Tag 285/223 – Bass

Heute habe ich mir einen langgehegten Traum erfüllt und mir einen elektrischen Bass gekauft. Ich habe schon mehrfach versucht, Gitarre zu lernen – aber bislang waren meine mit Hörgeräten versorgten Ohren einfach zu schlecht, um die Töne zu erkennen und dieses Instrument spielen zu können. Und außerdem scheinen meine Finger ein wenig zu grobmotorisch für dieses Instrument zu sein. Bass ist da einfacher – er hat weniger Saiten, man spielt weniger Akkorde und muss die Finger weniger verrenken und ich mag dieses Instrument und seine tiefen Töne, die wummernde Beats erzeugen können, einfach sehr gerne.

Über eBay Kleinanzeigen habe ich heute ein passendes Instrument gefunden, das der Besitzer, der zufällig in der Nähe meines Heimatortes war, direkt vorbeigebracht hat. Wie so oft, wenn man gebrauchte Musikinstrumente kauft, lernt man nette Menschen kennen und auch dieser Kauf war eine durchweg erfreuliche Angelegenheit mit einem sehr netten, musikbegeisterten Verkäufer, bei dem ich viele wertvolle Tipps mit auf den Weg bekam.

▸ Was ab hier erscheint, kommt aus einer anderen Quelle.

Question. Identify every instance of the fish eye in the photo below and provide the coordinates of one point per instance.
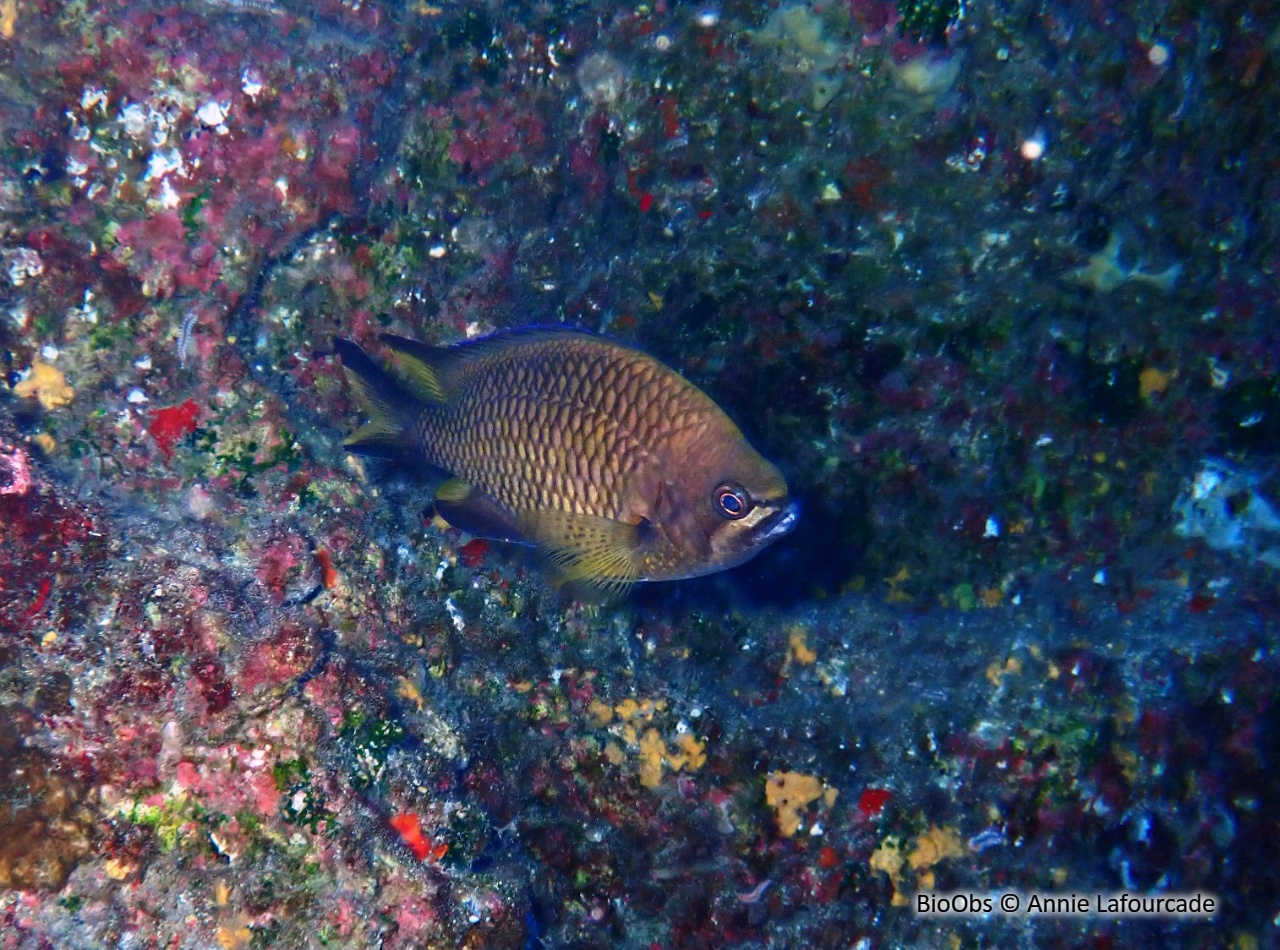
(731, 502)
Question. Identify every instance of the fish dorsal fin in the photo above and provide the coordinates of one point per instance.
(434, 371)
(588, 549)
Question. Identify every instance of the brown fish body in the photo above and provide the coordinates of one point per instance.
(598, 453)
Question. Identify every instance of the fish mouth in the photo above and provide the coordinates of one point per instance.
(778, 524)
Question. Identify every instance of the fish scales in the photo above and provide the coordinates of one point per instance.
(562, 411)
(615, 465)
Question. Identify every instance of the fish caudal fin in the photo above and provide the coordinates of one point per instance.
(391, 410)
(429, 370)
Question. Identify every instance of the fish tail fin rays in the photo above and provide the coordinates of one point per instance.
(391, 410)
(430, 371)
(594, 553)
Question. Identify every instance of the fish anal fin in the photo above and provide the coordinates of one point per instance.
(475, 512)
(588, 551)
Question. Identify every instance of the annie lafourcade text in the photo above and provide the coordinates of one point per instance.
(1124, 904)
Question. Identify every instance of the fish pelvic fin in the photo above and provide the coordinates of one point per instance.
(592, 552)
(391, 410)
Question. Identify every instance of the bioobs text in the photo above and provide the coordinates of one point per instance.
(952, 904)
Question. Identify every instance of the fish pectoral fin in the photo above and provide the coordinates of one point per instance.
(475, 512)
(588, 549)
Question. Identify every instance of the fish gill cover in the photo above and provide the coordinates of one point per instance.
(992, 286)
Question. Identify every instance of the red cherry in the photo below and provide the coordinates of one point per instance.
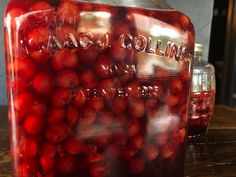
(121, 120)
(161, 72)
(166, 152)
(47, 163)
(38, 38)
(16, 12)
(137, 142)
(152, 107)
(23, 103)
(67, 79)
(102, 66)
(151, 152)
(99, 169)
(20, 85)
(73, 146)
(106, 118)
(161, 139)
(27, 169)
(61, 97)
(24, 68)
(43, 83)
(88, 117)
(27, 148)
(107, 88)
(136, 108)
(88, 79)
(55, 116)
(67, 36)
(40, 6)
(80, 98)
(89, 149)
(87, 7)
(41, 56)
(60, 150)
(57, 133)
(96, 103)
(134, 127)
(66, 164)
(112, 152)
(72, 116)
(176, 86)
(137, 165)
(120, 139)
(128, 153)
(38, 109)
(34, 124)
(103, 140)
(69, 12)
(89, 55)
(172, 100)
(92, 158)
(65, 59)
(134, 90)
(49, 150)
(119, 104)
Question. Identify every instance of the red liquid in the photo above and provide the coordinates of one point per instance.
(201, 111)
(83, 111)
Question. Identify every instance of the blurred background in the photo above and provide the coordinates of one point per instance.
(215, 24)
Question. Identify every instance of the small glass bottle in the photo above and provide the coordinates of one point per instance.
(97, 88)
(202, 95)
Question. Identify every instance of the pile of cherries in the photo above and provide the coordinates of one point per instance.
(75, 112)
(201, 112)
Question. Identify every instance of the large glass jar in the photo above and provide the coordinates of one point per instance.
(97, 88)
(202, 95)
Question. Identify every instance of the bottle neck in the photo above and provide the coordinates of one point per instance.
(150, 4)
(198, 57)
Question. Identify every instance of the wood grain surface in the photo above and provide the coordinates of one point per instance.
(213, 157)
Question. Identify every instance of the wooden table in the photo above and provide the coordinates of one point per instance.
(214, 158)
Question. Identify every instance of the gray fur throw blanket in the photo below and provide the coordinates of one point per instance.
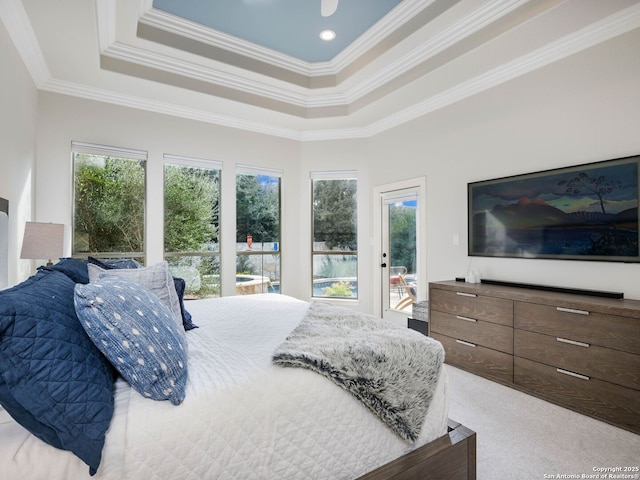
(391, 369)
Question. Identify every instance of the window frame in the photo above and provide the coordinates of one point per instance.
(273, 173)
(108, 151)
(184, 161)
(328, 176)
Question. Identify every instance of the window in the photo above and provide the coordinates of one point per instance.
(109, 201)
(257, 231)
(191, 224)
(334, 249)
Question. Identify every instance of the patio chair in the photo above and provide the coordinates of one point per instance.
(411, 294)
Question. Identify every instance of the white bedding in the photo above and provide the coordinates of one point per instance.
(243, 417)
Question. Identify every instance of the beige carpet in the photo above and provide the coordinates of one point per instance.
(522, 437)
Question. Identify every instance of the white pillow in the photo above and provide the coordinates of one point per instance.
(156, 278)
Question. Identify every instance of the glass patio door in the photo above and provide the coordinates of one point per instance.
(399, 261)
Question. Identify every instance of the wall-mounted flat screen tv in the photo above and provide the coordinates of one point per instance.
(584, 212)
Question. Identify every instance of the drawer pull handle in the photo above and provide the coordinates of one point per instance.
(572, 342)
(572, 310)
(572, 374)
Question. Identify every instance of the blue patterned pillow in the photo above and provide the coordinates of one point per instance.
(137, 333)
(53, 380)
(156, 278)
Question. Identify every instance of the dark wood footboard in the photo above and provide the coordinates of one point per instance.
(450, 457)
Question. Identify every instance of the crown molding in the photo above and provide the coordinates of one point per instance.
(24, 38)
(391, 22)
(303, 98)
(594, 34)
(15, 19)
(132, 101)
(467, 26)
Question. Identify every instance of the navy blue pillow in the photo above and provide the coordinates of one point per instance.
(74, 268)
(53, 380)
(180, 285)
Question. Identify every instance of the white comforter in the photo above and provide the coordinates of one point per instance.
(243, 417)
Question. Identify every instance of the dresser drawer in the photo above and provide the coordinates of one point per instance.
(613, 366)
(479, 307)
(485, 361)
(491, 335)
(619, 333)
(603, 400)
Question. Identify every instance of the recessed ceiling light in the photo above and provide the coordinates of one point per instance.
(327, 35)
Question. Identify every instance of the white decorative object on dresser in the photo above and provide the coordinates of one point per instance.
(579, 351)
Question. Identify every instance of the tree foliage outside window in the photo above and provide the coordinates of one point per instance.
(191, 209)
(257, 233)
(109, 202)
(335, 237)
(334, 214)
(402, 234)
(257, 208)
(191, 227)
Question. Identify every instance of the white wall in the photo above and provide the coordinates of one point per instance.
(18, 113)
(583, 109)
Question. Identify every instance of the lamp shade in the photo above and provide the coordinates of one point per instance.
(43, 240)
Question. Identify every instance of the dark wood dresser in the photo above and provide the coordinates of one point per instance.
(581, 352)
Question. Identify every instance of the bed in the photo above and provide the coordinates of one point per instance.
(241, 414)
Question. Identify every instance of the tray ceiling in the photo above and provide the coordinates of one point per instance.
(421, 56)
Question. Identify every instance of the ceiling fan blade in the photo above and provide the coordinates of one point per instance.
(328, 7)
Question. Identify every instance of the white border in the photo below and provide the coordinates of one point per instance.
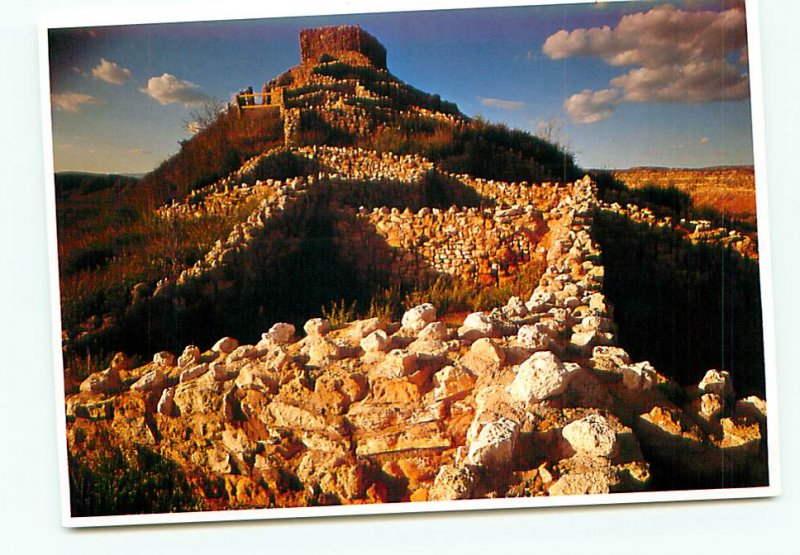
(175, 15)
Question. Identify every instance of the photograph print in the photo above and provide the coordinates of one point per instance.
(409, 261)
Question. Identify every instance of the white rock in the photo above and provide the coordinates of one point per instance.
(452, 381)
(193, 372)
(610, 359)
(242, 352)
(453, 482)
(225, 345)
(166, 403)
(478, 325)
(317, 326)
(415, 319)
(398, 363)
(533, 337)
(190, 356)
(541, 376)
(376, 341)
(362, 328)
(435, 331)
(164, 358)
(280, 333)
(323, 351)
(591, 435)
(150, 381)
(515, 308)
(494, 446)
(540, 301)
(486, 349)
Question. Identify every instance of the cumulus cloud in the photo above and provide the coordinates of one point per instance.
(71, 102)
(168, 89)
(502, 104)
(675, 55)
(111, 72)
(590, 106)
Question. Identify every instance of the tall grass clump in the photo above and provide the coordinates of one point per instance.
(137, 482)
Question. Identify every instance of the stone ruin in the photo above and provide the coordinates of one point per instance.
(535, 398)
(531, 399)
(335, 41)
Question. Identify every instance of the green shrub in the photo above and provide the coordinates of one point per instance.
(139, 482)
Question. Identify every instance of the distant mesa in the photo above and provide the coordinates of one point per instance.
(337, 41)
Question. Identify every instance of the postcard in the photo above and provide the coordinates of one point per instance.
(409, 261)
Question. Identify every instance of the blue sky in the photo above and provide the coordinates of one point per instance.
(620, 84)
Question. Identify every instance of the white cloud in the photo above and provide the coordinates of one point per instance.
(168, 89)
(674, 55)
(71, 102)
(502, 104)
(590, 106)
(111, 72)
(700, 81)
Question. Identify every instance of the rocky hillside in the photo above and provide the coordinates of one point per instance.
(535, 396)
(729, 190)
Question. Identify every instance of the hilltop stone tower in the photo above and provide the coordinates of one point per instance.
(336, 41)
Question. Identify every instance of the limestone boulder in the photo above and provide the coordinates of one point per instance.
(534, 336)
(317, 327)
(717, 382)
(591, 435)
(398, 363)
(193, 372)
(434, 331)
(225, 345)
(415, 319)
(494, 447)
(540, 377)
(151, 381)
(477, 325)
(452, 382)
(515, 308)
(378, 340)
(452, 483)
(281, 333)
(189, 357)
(164, 358)
(610, 359)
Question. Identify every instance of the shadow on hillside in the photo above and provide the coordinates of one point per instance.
(685, 308)
(314, 254)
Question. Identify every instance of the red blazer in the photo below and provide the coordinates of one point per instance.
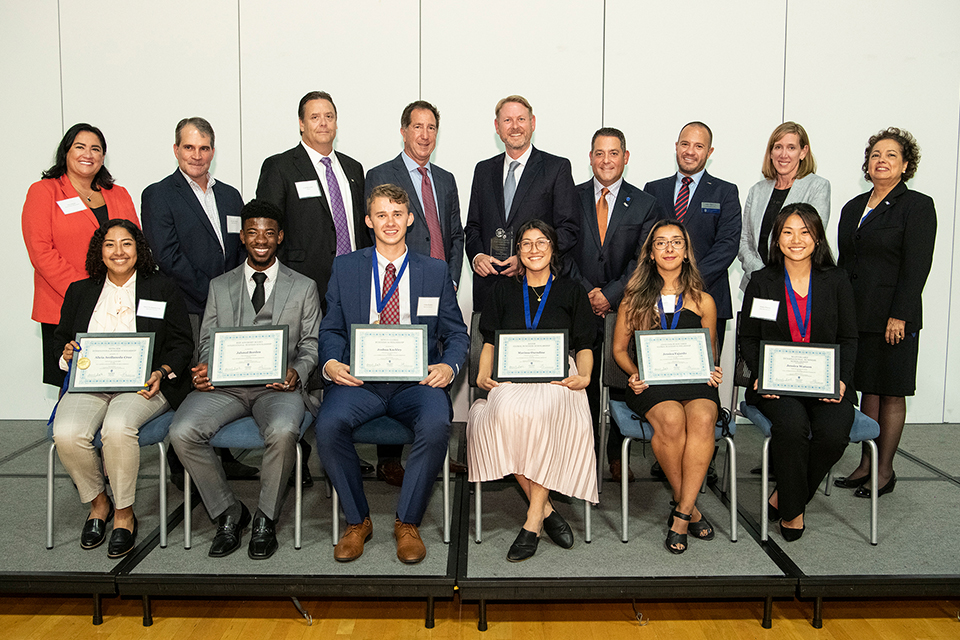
(57, 243)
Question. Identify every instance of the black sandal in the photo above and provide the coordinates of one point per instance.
(674, 538)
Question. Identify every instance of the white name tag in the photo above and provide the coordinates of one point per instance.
(71, 205)
(308, 189)
(151, 308)
(427, 306)
(765, 309)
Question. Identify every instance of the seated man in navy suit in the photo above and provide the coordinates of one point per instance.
(411, 289)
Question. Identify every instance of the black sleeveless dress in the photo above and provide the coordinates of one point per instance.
(655, 394)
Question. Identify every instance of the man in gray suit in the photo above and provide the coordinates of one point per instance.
(436, 231)
(259, 292)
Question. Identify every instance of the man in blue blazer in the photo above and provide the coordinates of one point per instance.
(537, 185)
(712, 215)
(615, 220)
(415, 289)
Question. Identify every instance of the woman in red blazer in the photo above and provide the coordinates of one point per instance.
(60, 214)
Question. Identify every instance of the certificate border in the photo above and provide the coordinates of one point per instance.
(355, 365)
(521, 379)
(763, 390)
(642, 337)
(215, 332)
(150, 335)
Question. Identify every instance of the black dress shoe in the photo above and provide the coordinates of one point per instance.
(122, 541)
(523, 547)
(263, 538)
(229, 532)
(864, 491)
(558, 530)
(94, 531)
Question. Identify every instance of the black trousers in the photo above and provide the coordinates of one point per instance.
(808, 438)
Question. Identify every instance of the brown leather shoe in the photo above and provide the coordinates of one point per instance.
(616, 470)
(350, 546)
(391, 472)
(410, 549)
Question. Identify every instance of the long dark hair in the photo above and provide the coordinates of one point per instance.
(96, 268)
(821, 258)
(548, 231)
(103, 179)
(643, 289)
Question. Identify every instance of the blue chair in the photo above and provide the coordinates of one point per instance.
(386, 430)
(633, 428)
(864, 429)
(153, 432)
(245, 434)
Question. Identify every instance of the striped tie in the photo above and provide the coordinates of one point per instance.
(683, 198)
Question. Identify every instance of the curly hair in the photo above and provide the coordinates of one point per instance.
(643, 289)
(97, 269)
(909, 149)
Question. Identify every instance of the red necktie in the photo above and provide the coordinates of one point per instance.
(683, 198)
(430, 212)
(391, 311)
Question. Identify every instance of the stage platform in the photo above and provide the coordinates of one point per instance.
(834, 559)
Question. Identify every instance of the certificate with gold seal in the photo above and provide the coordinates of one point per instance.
(111, 362)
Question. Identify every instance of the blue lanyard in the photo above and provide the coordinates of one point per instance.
(382, 302)
(796, 308)
(543, 302)
(677, 308)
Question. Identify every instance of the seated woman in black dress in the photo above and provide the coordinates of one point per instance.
(666, 292)
(812, 301)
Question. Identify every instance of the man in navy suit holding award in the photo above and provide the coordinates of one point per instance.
(410, 289)
(615, 220)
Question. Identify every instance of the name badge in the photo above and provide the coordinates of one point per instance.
(71, 205)
(308, 189)
(765, 309)
(428, 306)
(151, 308)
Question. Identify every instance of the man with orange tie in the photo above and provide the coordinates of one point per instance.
(616, 218)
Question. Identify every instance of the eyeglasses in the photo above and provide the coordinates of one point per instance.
(542, 244)
(676, 243)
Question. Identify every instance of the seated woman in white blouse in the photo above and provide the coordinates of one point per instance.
(117, 298)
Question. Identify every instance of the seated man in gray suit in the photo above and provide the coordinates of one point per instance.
(436, 231)
(259, 292)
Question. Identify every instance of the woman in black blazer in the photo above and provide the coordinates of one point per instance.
(886, 239)
(812, 301)
(124, 293)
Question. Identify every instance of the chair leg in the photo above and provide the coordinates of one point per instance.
(50, 465)
(624, 455)
(477, 509)
(163, 497)
(187, 510)
(873, 492)
(298, 499)
(764, 489)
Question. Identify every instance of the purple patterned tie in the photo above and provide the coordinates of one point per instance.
(336, 206)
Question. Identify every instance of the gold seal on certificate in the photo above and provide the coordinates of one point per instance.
(799, 369)
(247, 356)
(112, 362)
(388, 352)
(531, 356)
(677, 356)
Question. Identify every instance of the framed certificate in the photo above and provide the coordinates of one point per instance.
(388, 352)
(111, 362)
(799, 369)
(247, 356)
(678, 356)
(531, 356)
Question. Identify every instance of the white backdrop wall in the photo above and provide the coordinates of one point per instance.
(844, 70)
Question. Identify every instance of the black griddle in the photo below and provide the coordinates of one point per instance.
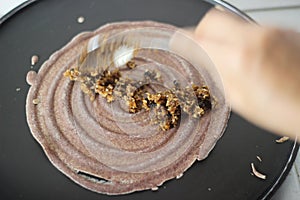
(47, 25)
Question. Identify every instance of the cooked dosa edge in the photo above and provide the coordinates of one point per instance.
(102, 142)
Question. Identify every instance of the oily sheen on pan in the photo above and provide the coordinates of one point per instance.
(115, 140)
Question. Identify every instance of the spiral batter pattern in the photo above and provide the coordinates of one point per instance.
(102, 146)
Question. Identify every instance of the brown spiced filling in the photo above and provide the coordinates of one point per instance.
(167, 105)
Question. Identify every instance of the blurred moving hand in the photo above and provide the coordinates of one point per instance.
(260, 68)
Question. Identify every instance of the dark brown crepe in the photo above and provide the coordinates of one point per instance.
(99, 145)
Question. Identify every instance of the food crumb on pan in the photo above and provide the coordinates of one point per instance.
(282, 139)
(259, 158)
(179, 176)
(256, 173)
(35, 101)
(34, 59)
(80, 19)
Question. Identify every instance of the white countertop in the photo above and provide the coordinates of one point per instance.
(285, 13)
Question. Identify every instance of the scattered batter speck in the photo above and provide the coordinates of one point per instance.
(34, 59)
(256, 173)
(259, 158)
(282, 139)
(35, 101)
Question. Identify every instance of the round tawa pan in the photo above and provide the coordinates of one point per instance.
(45, 26)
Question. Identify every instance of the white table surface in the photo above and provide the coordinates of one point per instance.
(284, 13)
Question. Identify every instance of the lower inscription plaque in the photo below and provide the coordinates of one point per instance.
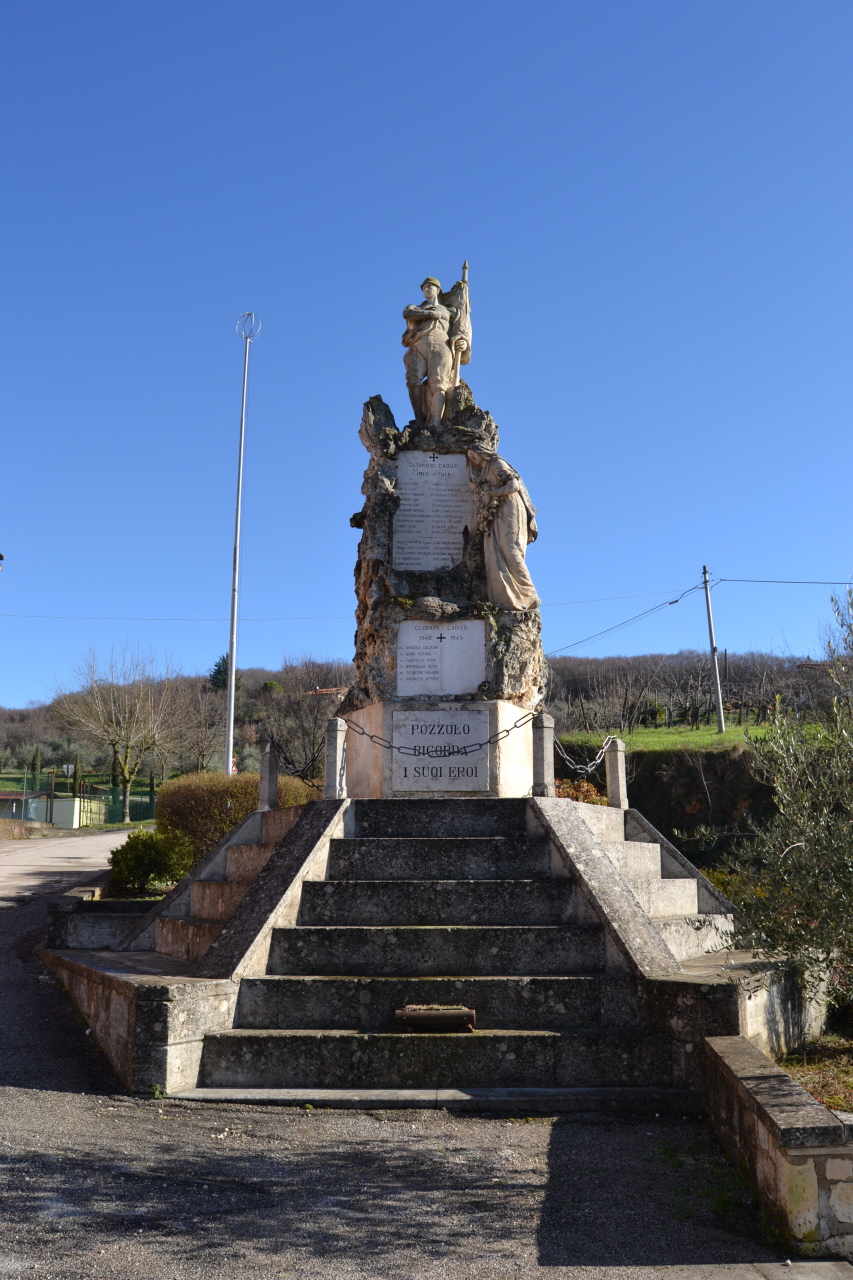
(441, 746)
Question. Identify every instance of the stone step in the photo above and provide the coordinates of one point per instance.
(243, 862)
(489, 1059)
(438, 901)
(473, 858)
(276, 823)
(634, 859)
(369, 1004)
(603, 822)
(525, 1102)
(436, 950)
(696, 935)
(662, 900)
(186, 937)
(217, 900)
(439, 817)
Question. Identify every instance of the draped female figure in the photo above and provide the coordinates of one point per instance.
(506, 517)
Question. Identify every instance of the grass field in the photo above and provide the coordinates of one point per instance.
(676, 739)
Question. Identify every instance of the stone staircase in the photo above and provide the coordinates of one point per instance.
(211, 903)
(448, 903)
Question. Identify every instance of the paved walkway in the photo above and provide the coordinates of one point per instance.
(53, 863)
(96, 1185)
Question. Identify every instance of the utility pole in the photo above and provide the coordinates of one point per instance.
(247, 328)
(715, 664)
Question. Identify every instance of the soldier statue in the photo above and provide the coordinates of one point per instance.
(437, 339)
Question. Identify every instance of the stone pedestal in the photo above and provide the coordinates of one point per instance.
(441, 762)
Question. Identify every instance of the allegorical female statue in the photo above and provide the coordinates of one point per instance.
(437, 339)
(506, 519)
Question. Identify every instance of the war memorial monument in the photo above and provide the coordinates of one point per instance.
(450, 670)
(439, 929)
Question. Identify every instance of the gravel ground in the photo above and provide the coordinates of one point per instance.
(95, 1184)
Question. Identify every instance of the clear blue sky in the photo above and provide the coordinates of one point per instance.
(655, 199)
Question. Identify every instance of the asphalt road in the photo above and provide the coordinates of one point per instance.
(96, 1184)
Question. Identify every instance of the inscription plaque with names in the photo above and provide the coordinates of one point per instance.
(441, 658)
(436, 508)
(441, 758)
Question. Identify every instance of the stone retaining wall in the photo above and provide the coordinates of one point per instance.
(797, 1155)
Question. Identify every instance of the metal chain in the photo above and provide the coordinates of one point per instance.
(434, 753)
(593, 764)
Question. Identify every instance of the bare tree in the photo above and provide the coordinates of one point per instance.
(201, 720)
(127, 704)
(295, 711)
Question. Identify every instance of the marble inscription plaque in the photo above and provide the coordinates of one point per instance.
(447, 658)
(441, 758)
(436, 508)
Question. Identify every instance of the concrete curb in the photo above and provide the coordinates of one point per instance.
(621, 1101)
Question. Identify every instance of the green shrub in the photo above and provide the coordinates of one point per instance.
(203, 808)
(146, 859)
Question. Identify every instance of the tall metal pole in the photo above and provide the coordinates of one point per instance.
(721, 721)
(247, 328)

Das Hören tiefer Töne ist mit Hörimplantaten eine recht schwierige Übung. Da ich vor allem im Hochtonbereich schwerhörig bin und auch Sprache in diesem Bereich liegt, sind die Soundprozessoren meiner Hörimplantate natürlich besonders auf diese Frequenzen fokussiert. Allerdings höre ich tiefe Töne deutlich besser, als ich vorher gedacht habe. Ich kann sogar hören, wenn die Saiten meines Basses verstimmt sind. Schwieriger ist es, wenn ich Musik höre und dazu spiele – ich nehme zwar wahr, wenn ich komplett falsch liege, aber wenn der Ton zum jeweiligen Akkord passt weiß ich nicht immer genau, in welcher Höhe ich ihn spielen muss.

Ein großer Vorteil ist, dass der Bass nicht so laut ist wie ein Schlagzeug und ich deshalb einfacher Musik begleiten kann. Das Schlagzeug nimmt nach wie vor die meisten Ressourcen meines Soundprozessors in Beschlag und ich brauche hier Kopfhörer und einen Kopfhörerverstärker, wodurch die Musik laut genug in meine elektrischen Ohren gespeist wird. Das klappt dann aber hervorragend.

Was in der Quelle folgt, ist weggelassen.